Medicare does provide coverage for blood sugar monitors, but the extent of that coverage depends heavily on the specific device type and whether the patient meets established medical necessity criteria. This coverage is managed through different parts of the overall program, requiring patients to understand which rules apply to which device. Obtaining a monitor and its ongoing supplies requires a prescription from a qualified healthcare provider and adherence to documentation requirements. The federal government has periodically updated these rules to expand access to more advanced monitoring technology.
Understanding Medicare’s Device Classifications
Medicare categorizes medical equipment based on its nature and expected lifespan. Continuous Glucose Monitors (CGMs) are classified as Durable Medical Equipment (DME) by the Centers for Medicare & Medicaid Services (CMS). DME applies to devices that withstand repeated use, serve a medical purpose, and are typically used in a patient’s home.
This DME classification places CGMs and their associated supplies under Medicare Part B, which covers outpatient medical services and equipment. Traditional blood glucose meters, which use test strips and lancets, are also covered under Part B.
The rules for testing supplies differ based on the patient’s treatment regimen. Those using insulin receive coverage for a greater quantity of traditional testing supplies, such as test strips and lancets, under Part B. Individuals managing diabetes without insulin receive coverage for a more limited quantity. Supplies like syringes and needles used for injectable insulin are covered under Medicare Part D, the prescription drug plan, rather than Part B.
Eligibility Requirements for Continuous Glucose Monitors (CGMs)

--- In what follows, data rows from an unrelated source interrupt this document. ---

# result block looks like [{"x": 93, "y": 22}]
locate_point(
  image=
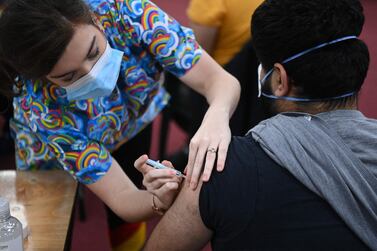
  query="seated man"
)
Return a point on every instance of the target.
[{"x": 305, "y": 179}]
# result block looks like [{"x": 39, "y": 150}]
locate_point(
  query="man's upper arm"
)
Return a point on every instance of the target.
[{"x": 181, "y": 228}]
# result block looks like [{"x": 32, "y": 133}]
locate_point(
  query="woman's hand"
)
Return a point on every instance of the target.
[
  {"x": 163, "y": 183},
  {"x": 209, "y": 145}
]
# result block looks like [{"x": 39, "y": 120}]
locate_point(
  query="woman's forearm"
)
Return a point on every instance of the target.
[{"x": 221, "y": 89}]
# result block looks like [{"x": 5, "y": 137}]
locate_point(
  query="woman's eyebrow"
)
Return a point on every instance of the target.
[{"x": 87, "y": 55}]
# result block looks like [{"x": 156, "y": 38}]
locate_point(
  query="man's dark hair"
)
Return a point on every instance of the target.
[
  {"x": 34, "y": 35},
  {"x": 282, "y": 28}
]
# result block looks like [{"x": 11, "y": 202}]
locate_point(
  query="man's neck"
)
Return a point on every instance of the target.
[{"x": 315, "y": 108}]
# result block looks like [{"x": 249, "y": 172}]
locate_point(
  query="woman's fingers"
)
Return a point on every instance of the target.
[
  {"x": 210, "y": 162},
  {"x": 140, "y": 164},
  {"x": 159, "y": 174},
  {"x": 198, "y": 166},
  {"x": 157, "y": 184},
  {"x": 193, "y": 149},
  {"x": 166, "y": 191},
  {"x": 221, "y": 154}
]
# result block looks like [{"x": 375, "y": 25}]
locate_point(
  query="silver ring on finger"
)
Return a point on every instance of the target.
[{"x": 212, "y": 150}]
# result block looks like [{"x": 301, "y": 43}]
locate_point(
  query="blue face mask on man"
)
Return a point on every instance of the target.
[
  {"x": 101, "y": 80},
  {"x": 261, "y": 82}
]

Obtaining CGM coverage requires meeting specific criteria demonstrating medical need. A patient must have a diagnosis of diabetes (Type 1 or Type 2). Eligibility expands to beneficiaries treated with insulin, regardless of the type or amount used.

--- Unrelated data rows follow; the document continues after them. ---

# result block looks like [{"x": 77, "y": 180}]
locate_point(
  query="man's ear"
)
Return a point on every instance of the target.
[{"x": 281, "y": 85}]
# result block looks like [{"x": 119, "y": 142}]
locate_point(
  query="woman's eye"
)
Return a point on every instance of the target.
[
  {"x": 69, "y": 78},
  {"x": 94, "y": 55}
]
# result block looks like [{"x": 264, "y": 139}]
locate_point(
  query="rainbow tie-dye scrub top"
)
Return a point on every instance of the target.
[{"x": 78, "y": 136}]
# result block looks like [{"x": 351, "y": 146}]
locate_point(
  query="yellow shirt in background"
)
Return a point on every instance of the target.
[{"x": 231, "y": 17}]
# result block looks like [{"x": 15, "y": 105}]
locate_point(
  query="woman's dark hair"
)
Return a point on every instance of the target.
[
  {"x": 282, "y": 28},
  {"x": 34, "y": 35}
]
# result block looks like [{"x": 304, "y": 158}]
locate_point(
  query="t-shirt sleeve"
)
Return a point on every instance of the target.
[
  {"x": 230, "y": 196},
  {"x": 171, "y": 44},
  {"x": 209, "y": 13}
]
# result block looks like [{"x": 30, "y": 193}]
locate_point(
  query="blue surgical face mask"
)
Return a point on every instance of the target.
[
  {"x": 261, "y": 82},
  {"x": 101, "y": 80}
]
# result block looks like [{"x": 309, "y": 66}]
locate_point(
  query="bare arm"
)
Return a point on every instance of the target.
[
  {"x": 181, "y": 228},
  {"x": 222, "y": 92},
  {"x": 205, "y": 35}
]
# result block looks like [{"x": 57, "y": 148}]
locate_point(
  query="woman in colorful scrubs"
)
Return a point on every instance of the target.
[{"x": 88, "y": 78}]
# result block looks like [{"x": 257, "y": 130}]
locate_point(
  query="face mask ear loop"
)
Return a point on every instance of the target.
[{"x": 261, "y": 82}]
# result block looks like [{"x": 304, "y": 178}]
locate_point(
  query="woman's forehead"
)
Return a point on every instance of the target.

Alternatively, a patient may qualify if they have a history of “problematic hypoglycemia” despite not using insulin. This condition is defined as recurrent Level 2 hypoglycemic events (glucose below 54 mg/dL), or a single Level 3 event requiring assistance due to an altered mental or physical state. The medical record must document these events to support the need for a CGM.

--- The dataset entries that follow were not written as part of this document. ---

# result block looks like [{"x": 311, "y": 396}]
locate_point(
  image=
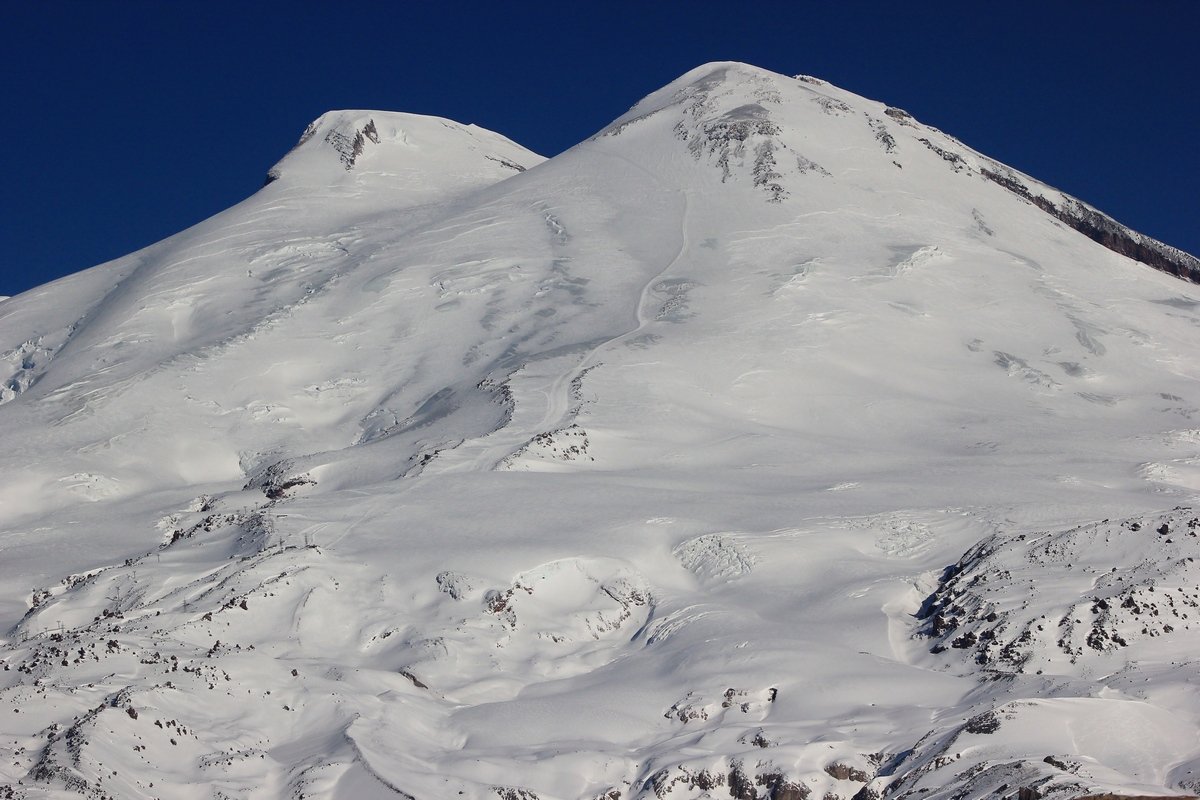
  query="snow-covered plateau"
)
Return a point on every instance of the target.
[{"x": 767, "y": 445}]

The treating practitioner must determine that the patient, or their caregiver, has sufficient training to use the device as prescribed. Before ordering the CGM, the practitioner must have conducted an in-person or Medicare-approved telehealth visit with the patient within the preceding six months. This visit is necessary to evaluate the patient’s diabetes control and to confirm that all coverage criteria are being met and documented in the medical record.
The CGM system must be approved by the Food and Drug Administration (FDA) for use in making treatment decisions. Medicare requires the system to utilize a stand-alone receiver or an insulin pump classified as DME to display the glucose data. While patients can use a compatible smartphone to view data, the dedicated DME receiver must be used at least some of the time for coverage to apply.
Navigating Coverage Costs and Essential Supplies
The financial structure for covered blood sugar monitors and supplies follows the standard rules for Durable Medical Equipment under Part B. After the annual Part B deductible is met, the patient is responsible for 20% of the Medicare-approved amount. Medicare pays the remaining 80% of the cost, assuming the supplier accepts assignment.
This 20% coinsurance applies to the CGM device itself, as well as the supplies required for ongoing use. These supplies include disposable sensors and the transmitters that send the glucose data. If the patient meets the eligibility criteria for the CGM, the sensors and transmitters are covered continuously.
For traditional blood glucose meters, the meter itself is covered, but the ongoing cost is primarily from the test strips and lancets. A patient using insulin typically qualifies for up to 300 test strips and 300 lancets every three months under Part B. Non-insulin users are covered for up to 100 test strips and lancets during the same three-month period. Cost-sharing for these supplies is the standard 20% coinsurance after the Part B deductible.